Background/Purpose: The adverse effects of systemic lupus erythematosus (SLE) on maternal and fetal outcomes in pregnancy have been explored mainly in clinic-based cohorts. However, data comparing maternal and fetal outcomes before and after diagnosis of SLE at the population-based level are scarce. The purpose of our study was to assess fetal and maternal outcomes before and after SLE diagnosis.

Methods: We conducted a population-based, retrospective cohort study from a perinatal registry that included all pregnancies in the province between the 1^st of January 2002 and 31^st of December 2012. SLE was defined as greater than or equal to 2 ICD-9/ICD-10 codes at least 2 months apart and within a 2-year window. SLE exposure was based on diagnosis before or after date of conception. The groups were defined as post-SLE (pregnancy following SLE diagnosis) or pre-SLE (pregnancy preceding SLE diagnosis). We used logistic, Cox and Poisson regression models to evaluate the effects of SLE on perinatal outcomes (small for gestational age [SGA], congenital anomalies (CA), preterm delivery, major infection in baby) and maternal outcomes (major infections). Infant infections were defined as occurring in the first year of life, while maternal infections were only in the first six weeks following delivery. All models were adjusted for maternal prescription medications, comorbidities, prior pregnancy outcomes, and body mass index.

Results: 405,538 total pregnancies were evaluated, with 608 occurring in SLE patients.

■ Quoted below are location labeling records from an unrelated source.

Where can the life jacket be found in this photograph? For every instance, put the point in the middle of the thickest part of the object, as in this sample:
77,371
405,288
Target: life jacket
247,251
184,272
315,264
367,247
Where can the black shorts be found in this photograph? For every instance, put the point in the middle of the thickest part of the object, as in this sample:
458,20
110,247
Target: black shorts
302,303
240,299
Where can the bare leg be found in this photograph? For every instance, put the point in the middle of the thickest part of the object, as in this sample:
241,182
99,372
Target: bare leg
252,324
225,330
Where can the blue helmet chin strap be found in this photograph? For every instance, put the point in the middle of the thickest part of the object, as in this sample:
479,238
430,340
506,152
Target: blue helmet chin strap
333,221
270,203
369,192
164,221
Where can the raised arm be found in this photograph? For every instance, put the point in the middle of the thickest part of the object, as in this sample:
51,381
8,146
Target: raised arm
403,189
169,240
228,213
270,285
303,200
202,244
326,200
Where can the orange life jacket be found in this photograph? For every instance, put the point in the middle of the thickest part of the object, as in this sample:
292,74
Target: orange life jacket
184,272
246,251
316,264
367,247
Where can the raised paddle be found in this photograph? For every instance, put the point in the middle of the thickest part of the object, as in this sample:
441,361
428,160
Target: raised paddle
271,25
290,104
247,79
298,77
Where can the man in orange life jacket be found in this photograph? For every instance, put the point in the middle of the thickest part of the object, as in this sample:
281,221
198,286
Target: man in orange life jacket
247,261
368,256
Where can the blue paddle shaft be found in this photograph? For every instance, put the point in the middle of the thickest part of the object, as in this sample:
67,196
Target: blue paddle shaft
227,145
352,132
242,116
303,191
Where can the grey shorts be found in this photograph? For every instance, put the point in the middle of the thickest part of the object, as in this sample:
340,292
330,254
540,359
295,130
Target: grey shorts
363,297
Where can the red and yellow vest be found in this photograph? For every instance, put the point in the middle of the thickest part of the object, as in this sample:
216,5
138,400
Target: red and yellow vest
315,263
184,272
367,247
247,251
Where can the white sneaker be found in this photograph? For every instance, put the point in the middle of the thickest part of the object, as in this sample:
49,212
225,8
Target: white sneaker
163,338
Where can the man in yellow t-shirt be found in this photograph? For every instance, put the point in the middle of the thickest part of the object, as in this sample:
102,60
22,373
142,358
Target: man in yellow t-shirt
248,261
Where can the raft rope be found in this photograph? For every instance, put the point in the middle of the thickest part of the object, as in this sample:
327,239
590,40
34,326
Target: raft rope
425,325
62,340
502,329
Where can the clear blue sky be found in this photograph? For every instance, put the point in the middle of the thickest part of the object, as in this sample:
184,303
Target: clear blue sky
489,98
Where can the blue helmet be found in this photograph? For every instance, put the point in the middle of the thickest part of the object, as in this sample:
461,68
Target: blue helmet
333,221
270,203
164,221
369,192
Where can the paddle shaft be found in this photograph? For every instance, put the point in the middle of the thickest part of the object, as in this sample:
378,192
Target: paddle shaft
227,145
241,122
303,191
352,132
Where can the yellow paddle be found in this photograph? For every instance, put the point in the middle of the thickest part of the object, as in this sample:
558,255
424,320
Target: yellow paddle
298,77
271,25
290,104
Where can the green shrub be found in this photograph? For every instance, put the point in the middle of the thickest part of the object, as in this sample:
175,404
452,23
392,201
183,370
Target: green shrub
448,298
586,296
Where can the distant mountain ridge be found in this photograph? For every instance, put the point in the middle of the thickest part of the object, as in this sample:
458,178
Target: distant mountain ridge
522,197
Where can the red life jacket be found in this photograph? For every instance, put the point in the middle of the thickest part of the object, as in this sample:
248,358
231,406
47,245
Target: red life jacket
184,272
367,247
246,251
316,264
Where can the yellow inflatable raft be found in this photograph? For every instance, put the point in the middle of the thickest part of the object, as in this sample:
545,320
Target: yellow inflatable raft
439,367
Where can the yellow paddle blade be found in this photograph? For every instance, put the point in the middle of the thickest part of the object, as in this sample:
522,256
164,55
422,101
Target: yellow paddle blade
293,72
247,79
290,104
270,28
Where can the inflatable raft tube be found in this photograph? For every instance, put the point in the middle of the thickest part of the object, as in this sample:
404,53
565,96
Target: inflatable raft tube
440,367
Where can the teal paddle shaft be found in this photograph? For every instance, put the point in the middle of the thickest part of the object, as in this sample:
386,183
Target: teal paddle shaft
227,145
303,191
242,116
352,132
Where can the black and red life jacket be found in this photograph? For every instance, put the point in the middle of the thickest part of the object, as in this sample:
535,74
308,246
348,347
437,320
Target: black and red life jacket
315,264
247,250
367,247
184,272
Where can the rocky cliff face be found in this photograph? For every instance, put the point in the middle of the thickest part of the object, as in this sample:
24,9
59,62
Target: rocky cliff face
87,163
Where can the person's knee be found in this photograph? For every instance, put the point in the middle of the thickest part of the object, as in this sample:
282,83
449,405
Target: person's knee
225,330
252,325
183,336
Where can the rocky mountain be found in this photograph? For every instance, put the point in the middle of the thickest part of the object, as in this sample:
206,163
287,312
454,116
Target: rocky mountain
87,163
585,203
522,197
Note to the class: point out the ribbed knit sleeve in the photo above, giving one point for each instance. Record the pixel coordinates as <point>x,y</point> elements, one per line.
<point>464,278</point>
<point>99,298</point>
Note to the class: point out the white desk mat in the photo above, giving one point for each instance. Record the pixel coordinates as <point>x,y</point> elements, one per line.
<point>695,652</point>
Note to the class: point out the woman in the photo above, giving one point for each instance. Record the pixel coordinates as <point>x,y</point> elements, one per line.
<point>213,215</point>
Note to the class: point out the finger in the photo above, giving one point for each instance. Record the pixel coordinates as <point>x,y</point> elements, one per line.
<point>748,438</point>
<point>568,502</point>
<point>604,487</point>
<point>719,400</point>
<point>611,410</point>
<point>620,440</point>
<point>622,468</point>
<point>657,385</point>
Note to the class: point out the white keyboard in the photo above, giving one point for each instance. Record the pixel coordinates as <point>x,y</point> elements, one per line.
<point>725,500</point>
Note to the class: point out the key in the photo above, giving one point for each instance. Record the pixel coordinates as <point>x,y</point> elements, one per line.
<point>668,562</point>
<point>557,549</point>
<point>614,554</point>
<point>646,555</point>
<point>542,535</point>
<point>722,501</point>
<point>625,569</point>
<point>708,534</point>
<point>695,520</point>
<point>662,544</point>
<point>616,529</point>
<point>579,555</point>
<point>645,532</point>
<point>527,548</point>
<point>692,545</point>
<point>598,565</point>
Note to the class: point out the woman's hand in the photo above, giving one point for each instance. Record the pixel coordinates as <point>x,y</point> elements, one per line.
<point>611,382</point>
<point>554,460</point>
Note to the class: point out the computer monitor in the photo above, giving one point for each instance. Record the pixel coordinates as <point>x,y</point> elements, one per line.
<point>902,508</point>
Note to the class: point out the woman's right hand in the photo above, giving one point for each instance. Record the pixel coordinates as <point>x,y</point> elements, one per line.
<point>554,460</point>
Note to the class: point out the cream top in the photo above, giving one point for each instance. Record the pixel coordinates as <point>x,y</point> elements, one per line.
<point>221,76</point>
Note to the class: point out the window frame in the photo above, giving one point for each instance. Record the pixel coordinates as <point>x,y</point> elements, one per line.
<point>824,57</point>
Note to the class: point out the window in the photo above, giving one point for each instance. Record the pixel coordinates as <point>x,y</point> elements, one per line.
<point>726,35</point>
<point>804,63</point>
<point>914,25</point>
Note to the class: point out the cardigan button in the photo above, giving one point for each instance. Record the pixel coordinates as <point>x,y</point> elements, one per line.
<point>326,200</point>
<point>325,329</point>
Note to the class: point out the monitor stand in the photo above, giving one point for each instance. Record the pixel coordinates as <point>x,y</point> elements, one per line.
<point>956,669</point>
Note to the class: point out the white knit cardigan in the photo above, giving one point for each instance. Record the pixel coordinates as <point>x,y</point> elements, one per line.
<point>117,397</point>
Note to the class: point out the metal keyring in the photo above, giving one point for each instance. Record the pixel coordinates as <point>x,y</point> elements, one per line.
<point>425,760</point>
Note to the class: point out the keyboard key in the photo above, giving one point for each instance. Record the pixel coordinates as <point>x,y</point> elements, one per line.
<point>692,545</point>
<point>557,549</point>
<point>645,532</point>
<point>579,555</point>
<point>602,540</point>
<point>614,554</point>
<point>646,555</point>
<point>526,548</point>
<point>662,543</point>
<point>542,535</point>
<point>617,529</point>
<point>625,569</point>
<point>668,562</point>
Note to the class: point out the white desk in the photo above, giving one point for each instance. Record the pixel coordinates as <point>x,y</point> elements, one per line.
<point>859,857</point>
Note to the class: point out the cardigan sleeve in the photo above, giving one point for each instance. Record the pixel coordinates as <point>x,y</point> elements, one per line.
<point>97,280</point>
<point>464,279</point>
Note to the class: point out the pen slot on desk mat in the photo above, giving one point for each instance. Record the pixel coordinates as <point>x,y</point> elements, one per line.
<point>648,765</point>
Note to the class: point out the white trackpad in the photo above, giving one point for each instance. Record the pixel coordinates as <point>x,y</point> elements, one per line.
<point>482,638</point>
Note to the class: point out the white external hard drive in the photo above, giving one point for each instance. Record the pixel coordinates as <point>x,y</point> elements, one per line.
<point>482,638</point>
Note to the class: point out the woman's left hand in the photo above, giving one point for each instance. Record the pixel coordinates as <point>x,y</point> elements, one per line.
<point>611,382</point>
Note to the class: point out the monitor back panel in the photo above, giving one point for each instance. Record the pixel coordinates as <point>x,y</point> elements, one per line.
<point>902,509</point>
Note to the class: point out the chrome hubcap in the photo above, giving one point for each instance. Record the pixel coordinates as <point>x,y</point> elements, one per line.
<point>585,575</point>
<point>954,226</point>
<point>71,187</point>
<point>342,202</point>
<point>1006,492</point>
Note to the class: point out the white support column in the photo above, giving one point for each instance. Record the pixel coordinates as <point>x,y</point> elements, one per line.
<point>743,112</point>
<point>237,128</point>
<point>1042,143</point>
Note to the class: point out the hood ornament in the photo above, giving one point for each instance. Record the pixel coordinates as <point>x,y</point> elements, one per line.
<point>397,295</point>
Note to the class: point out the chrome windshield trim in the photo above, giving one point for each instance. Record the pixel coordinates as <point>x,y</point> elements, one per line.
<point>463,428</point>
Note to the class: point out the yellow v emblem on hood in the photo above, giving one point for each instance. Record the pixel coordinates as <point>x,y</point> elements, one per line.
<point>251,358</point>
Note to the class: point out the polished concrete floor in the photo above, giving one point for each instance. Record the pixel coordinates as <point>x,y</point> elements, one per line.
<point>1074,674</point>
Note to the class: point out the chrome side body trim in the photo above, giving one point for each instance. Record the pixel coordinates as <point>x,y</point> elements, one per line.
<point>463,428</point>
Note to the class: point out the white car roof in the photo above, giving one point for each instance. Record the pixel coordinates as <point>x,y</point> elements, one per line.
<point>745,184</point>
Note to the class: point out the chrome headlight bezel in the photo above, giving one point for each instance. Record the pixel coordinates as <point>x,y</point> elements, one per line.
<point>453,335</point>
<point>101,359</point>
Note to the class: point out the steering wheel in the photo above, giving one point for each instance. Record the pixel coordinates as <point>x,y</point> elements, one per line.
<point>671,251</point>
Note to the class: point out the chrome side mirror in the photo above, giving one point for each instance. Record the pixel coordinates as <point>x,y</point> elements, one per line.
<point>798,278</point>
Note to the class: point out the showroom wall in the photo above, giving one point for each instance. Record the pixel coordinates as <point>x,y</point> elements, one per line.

Among these, 376 pregnancies were post-SLE, and 232 were pre-SLE. In adjusted analyses, the odds ratios (OR) for the association of SLE with having infants born SGA were 1.91 (95% CI 1.48, 2.46) for post-SLE and 2.28 (95% CI 1.68, 3.09) for pre-SLE when compared to non-SLE pregnancies (See Table 1). The adjusted ORs for CA were also increased in both periods (see Table 1). Furthermore, the hazard ratios (HR) for the effect of post- and pre-SLE on preterm delivery were also increased. In adjusted analyses, the count ratios (CR) for the association of SLE with a serious newborn infection were increased only in the pre-SLE group, CR = 1.80 (95% CI 1.22, 2.67), when compared to non-SLE pregnancies. No increased risk for serious maternal infection was seen (see Table 1).

Conclusion: We found an increased risk of SGA, CA, preterm delivery, and serious newborn infection in pregnancies of patients with SLE. The risk was increased even in pregnancies before SLE diagnosis. There was no association between SLE and risk of serious maternal infection.